Statistics is what separates analysts from data managers. But statistics doesn’t need to be scary, and you don’t need a PhD to succeed in this industry. Below, I go over a few basic categories of statistical skills: inferential statistics, predictive modeling, and experimentation.
Different organizations will have different requirements for core skills, and you should feel comfortable asking organizations what type of statistics are most useful for them. If the organization specializes in modeling, then you brush up on that, etc. As a junior analyst, you only need to understand inferential statistics, probably.
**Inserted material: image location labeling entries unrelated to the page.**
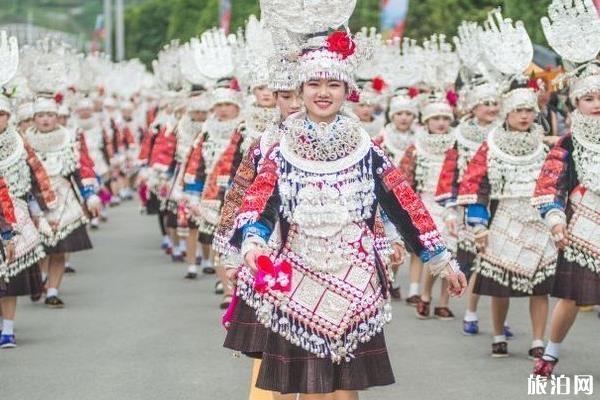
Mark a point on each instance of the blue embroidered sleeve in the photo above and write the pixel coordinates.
(86, 191)
(256, 229)
(477, 214)
(193, 188)
(7, 235)
(555, 205)
(427, 255)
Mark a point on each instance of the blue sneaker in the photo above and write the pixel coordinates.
(470, 328)
(7, 342)
(508, 333)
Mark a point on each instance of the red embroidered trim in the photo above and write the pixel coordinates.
(86, 164)
(6, 205)
(222, 168)
(41, 177)
(475, 172)
(554, 167)
(129, 138)
(408, 164)
(108, 146)
(445, 187)
(145, 146)
(244, 176)
(259, 193)
(151, 116)
(193, 161)
(395, 181)
(164, 150)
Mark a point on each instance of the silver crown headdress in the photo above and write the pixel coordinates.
(282, 74)
(188, 66)
(402, 101)
(252, 51)
(441, 65)
(573, 31)
(9, 57)
(306, 17)
(480, 81)
(46, 66)
(435, 104)
(214, 58)
(166, 67)
(300, 28)
(213, 54)
(125, 78)
(508, 49)
(400, 63)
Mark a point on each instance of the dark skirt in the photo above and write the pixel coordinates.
(246, 334)
(465, 260)
(489, 287)
(205, 238)
(153, 204)
(574, 282)
(25, 283)
(171, 219)
(78, 240)
(287, 368)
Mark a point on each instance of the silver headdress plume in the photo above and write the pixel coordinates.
(213, 54)
(300, 29)
(441, 65)
(9, 57)
(188, 66)
(47, 66)
(306, 17)
(573, 31)
(509, 50)
(166, 67)
(399, 61)
(480, 80)
(253, 50)
(507, 47)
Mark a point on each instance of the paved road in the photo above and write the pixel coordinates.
(134, 329)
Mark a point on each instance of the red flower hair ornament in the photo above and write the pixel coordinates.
(413, 92)
(452, 98)
(378, 84)
(234, 85)
(354, 96)
(58, 98)
(340, 42)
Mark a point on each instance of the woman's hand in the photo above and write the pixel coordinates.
(251, 257)
(53, 225)
(481, 239)
(231, 275)
(397, 257)
(560, 235)
(457, 283)
(452, 226)
(9, 251)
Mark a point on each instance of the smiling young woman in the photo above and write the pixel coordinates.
(311, 211)
(517, 256)
(568, 185)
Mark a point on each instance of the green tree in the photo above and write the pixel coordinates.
(152, 23)
(146, 27)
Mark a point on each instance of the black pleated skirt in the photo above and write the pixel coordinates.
(78, 240)
(287, 368)
(489, 287)
(465, 260)
(25, 283)
(574, 282)
(153, 204)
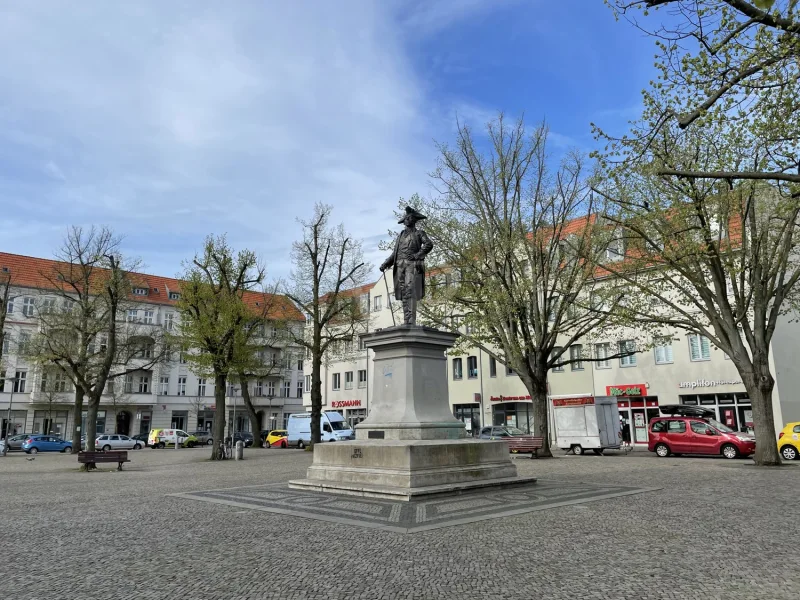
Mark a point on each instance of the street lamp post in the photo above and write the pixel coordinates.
(13, 381)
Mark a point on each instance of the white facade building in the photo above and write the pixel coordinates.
(165, 395)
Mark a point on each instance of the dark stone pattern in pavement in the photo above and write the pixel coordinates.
(420, 515)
This is the type of statistics that you should know from your basic Stats 101 class:
- Mean, Median, Mode, Standard Deviation
- How to use T-Tests
- Linear Regression (Ordinary Least Squares)
- Logistic Regression
- Interaction Terms
Predictive modeling is something that most social science or even statistics students will never work with. Usually, social scientists and other researchers use modeling for inference, i.e., trying to tease out substantive relationships between two or more variables. However, we can also use modeling for prediction.
When you’re trying to build a good predictive model, you don’t care about things like coefficient interpretation. Your goal is to try to predict outcomes, and your model is evaluated by how well it predicts those outcomes through a number of different metrics. Your job is to pick the right metric and see if you can generate the right features (also known as covariates, independent variables, or x variables) to make those types of predictions. The actual value of the coefficients is meaningless.
If you want to have a job that involves building models, here are some basic concepts that you should know. These concepts aren’t required for everyone who wants to work in analytics, and a lot of this will be learned on the job. But if you want to focus on modeling in particular, this is the stuff you should know. Especially at the junior levels, you won’t need to understand the statistical theory or proofs behind this stuff, but you should know how to with apply them (perhaps with a lot of Googling):
- k-fold cross-validation and why it’s superior to hold-out sets
- Regularization (especially LASSO and Ridge regression) and why it’s useful
- Know how to apply some standard machine learning algorithms: gradient boosting, random forest, LASSO/ridge/elastic net.
- Bias-Variance tradeoff, why it matters, and how it applies to different algorithms
- Accuracy metrics: root mean squared error, AUCROC, precision, recall
Experimentation is often the only way to answer the questions we care about most. Any time that you have a question along the lines of "What is the impact or effect of X on Y?", that question ought to be answered with an experiment. In some cases, it won’t be possible to answer it with an experiment, but in most cases, it will be answered by something that’s not an experiment is therefore likely to be wrong.
For example, we might want to know the impact of getting canvassed---when someone knocks on your door---on voter turnout. You might be tempted to just let a campaign conduct its normal canvassing program and compare people who were successfully treated and those who weren’t. But people who were reached might be different than others who weren’t in ways other than just getting canvassed: for example, they might be older (so they’re more likely to be home), or they’re friendlier. These qualities (age, personality, etc.) can impact the outcome we’re trying to measure (e.g., turnout), so we don’t know if the difference between the two groups is due to differences in age/personality or because of the canvass itself. When you randomly assign people to get canvassed or not, by contrast, you can ensure that the only difference between the groups is the treatment itself.
If you understand the paragraph above, you probably know enough about experiments for most jobs. But if your role will focus on experimentation, you’ll want a more sophisticated methodological understanding:
- A/B Testing
- Intent to Treat versus Treatment on Treated
- Average Treatment Effect
- Differential Attrition
Introduction to Program Evaluation by J-PAL is a painless way to learn the basics, but your real introduction should be Field Experiments: Design, Analysis, and Interpretation by Don Green and Alan Gerber.